Unlike the other theories described above, pure (or hard) reliablism does not admit that knowledge demands justification.  In short, pure reliablism would deny the definition posed in the title question.  On the other hand, of course, it is always possible to understand the word "justification" as a broad enough concept that it would consider a belief formed by some reliable process as suitably "justified".  So from a reliablist theory perspective, how we answer the title question would depend on just what is meant by "justification".

It is worth noting that reliablism is much more consistent than the JTB theories with the evolutionary development of human intellect.  In positing only the existence of some unspecified reliable belief forming process, reliablism is ambivalent to any specific process.  This allows reliablism to accommodate an evolutionary sequence of ever more reliable processes.  Such an evolutionary conception of knowledge generating processes also provides an explanation of why knowledge is valuable  -- an issue that the standard JTB theories do not directly address.  On any theory of knowledge, knowledge is "assured true belief", and is thus the best bet when pursuing evolutionary survival.  It is better, in the long evolutionary run, to know behind which tree the tiger lurks, else one is liable to become lunch rather than enjoy it.  From the perspective of reliablism, however, it is largely irrelevant how one comes to know the necessary knowledge.  The processes of evolutionary selection will ensure that those with the more reliable belief forming process will be the ones to populate the future.

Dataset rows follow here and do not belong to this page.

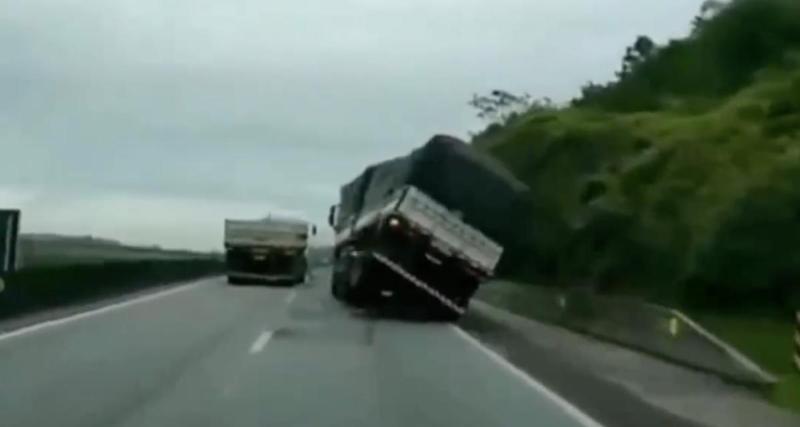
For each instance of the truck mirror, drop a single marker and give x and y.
(331, 215)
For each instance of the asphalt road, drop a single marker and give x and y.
(209, 354)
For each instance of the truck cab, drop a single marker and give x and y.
(267, 250)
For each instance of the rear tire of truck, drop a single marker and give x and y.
(354, 285)
(446, 315)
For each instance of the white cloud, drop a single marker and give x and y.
(128, 112)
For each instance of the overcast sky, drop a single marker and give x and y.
(150, 121)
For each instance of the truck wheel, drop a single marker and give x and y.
(357, 277)
(446, 315)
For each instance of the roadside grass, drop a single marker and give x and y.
(768, 341)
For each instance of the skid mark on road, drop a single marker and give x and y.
(261, 341)
(567, 407)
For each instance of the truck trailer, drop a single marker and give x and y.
(423, 231)
(270, 250)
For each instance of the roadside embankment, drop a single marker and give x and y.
(39, 289)
(659, 331)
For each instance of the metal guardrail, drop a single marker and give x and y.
(661, 331)
(9, 232)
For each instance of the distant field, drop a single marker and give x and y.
(53, 250)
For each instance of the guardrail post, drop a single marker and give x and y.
(797, 341)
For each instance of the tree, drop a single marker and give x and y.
(500, 106)
(641, 49)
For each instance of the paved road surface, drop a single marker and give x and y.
(213, 355)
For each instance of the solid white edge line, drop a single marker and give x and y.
(260, 342)
(96, 312)
(568, 408)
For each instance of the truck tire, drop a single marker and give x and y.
(445, 314)
(354, 286)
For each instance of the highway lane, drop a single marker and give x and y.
(211, 354)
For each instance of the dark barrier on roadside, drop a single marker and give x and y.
(650, 328)
(9, 230)
(38, 289)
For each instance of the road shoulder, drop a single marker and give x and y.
(617, 386)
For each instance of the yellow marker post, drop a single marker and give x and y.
(674, 326)
(797, 341)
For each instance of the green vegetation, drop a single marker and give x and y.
(769, 343)
(39, 289)
(680, 180)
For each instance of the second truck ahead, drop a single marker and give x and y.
(424, 230)
(266, 250)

For similar reasons, reliablism is also fully consistent with our common practice of employing the term "knowledge" when describing animals and pre-intellectual children.  Both internalist and externalist versions of JTB theories demand a sophisticated intellectual ability to reason and draw logical inferences from the evidence.  On this basis, it is difficult to see how I can properly say that my dog "knows" that I have cookies in my pocket, or that a baby "knows" when its mother is smiling at it.  Most JTB theorists would deny that non-intellectual mentalities (animals, young children, brain-damaged patients, senile seniors, etc) have "knowledge" in the proper meaning of the word.  They only seem to have knowledge, and our application of the word "knowledge" to their circumstances is convenient metaphoric short-hand.

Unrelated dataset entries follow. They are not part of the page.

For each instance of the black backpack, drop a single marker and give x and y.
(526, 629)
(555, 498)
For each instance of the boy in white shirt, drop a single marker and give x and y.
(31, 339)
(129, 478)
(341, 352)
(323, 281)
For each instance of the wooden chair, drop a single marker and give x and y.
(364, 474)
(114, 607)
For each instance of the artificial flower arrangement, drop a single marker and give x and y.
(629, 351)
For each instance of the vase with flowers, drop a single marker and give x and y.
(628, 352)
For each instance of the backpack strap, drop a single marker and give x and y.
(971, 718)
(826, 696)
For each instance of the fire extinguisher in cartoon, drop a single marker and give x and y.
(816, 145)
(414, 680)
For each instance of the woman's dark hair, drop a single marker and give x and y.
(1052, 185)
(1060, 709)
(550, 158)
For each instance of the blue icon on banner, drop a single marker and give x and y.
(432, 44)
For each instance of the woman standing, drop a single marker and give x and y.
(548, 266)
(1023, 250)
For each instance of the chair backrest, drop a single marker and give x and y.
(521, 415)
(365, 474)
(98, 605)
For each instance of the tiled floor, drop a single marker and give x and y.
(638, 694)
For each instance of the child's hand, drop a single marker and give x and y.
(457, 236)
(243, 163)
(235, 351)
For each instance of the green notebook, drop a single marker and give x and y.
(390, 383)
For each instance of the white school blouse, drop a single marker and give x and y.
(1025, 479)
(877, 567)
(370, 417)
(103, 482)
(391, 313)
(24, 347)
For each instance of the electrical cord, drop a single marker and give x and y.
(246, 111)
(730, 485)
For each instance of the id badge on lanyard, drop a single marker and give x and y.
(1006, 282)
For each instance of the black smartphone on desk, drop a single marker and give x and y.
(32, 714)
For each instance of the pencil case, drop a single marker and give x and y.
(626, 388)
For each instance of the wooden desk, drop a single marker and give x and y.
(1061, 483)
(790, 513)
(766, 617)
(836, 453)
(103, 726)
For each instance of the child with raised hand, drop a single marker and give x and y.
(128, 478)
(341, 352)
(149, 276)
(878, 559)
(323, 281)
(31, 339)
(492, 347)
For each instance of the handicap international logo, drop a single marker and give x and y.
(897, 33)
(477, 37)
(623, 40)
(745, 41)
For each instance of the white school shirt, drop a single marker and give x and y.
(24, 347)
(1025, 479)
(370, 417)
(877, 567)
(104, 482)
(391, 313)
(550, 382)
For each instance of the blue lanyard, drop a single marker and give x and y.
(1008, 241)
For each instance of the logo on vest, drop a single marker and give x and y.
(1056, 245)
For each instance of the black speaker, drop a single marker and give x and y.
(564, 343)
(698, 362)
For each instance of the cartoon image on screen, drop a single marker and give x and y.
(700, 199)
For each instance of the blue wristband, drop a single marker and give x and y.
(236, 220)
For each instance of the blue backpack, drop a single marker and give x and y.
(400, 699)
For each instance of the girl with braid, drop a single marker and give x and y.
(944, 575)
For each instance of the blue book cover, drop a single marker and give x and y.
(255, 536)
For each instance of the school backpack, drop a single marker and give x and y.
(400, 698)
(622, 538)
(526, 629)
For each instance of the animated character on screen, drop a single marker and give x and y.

On the other side of the fence, if Reliablism is viewed with a more loosely conceived boundary, Reliablism can be said to subsume the justified true belief theories.  Reasoned inference from the evidence simply becomes another of the reliable methods of belief formation.  From this perspective, the category of "propositional knowledge" can be seen to divide further into what might be termed "animal knowledge" and "intellectual knowledge".  Intellectual knowledge would cover all those beliefs formed by intellectual reasoning from the evidence.  Animal knowledge would cover all those beliefs formed by other reliable but non-intellectual means.  This would allow a looser conceived theory of Reliablism to treat both the kinds of beliefs that are justified by the available evidence, and the kinds of beliefs that are formed quickly without a reasoned analysis of the justification.

So, to return to the title question -- is knowledge justified true belief?   Certainly knowledge is true belief.  But it is justified true belief only if one holds one of the JTB theories of knowledge.  Or it is justified only if one holds a looser conception of "justification" that considers a reliable belief forming process as properly justifying a true belief.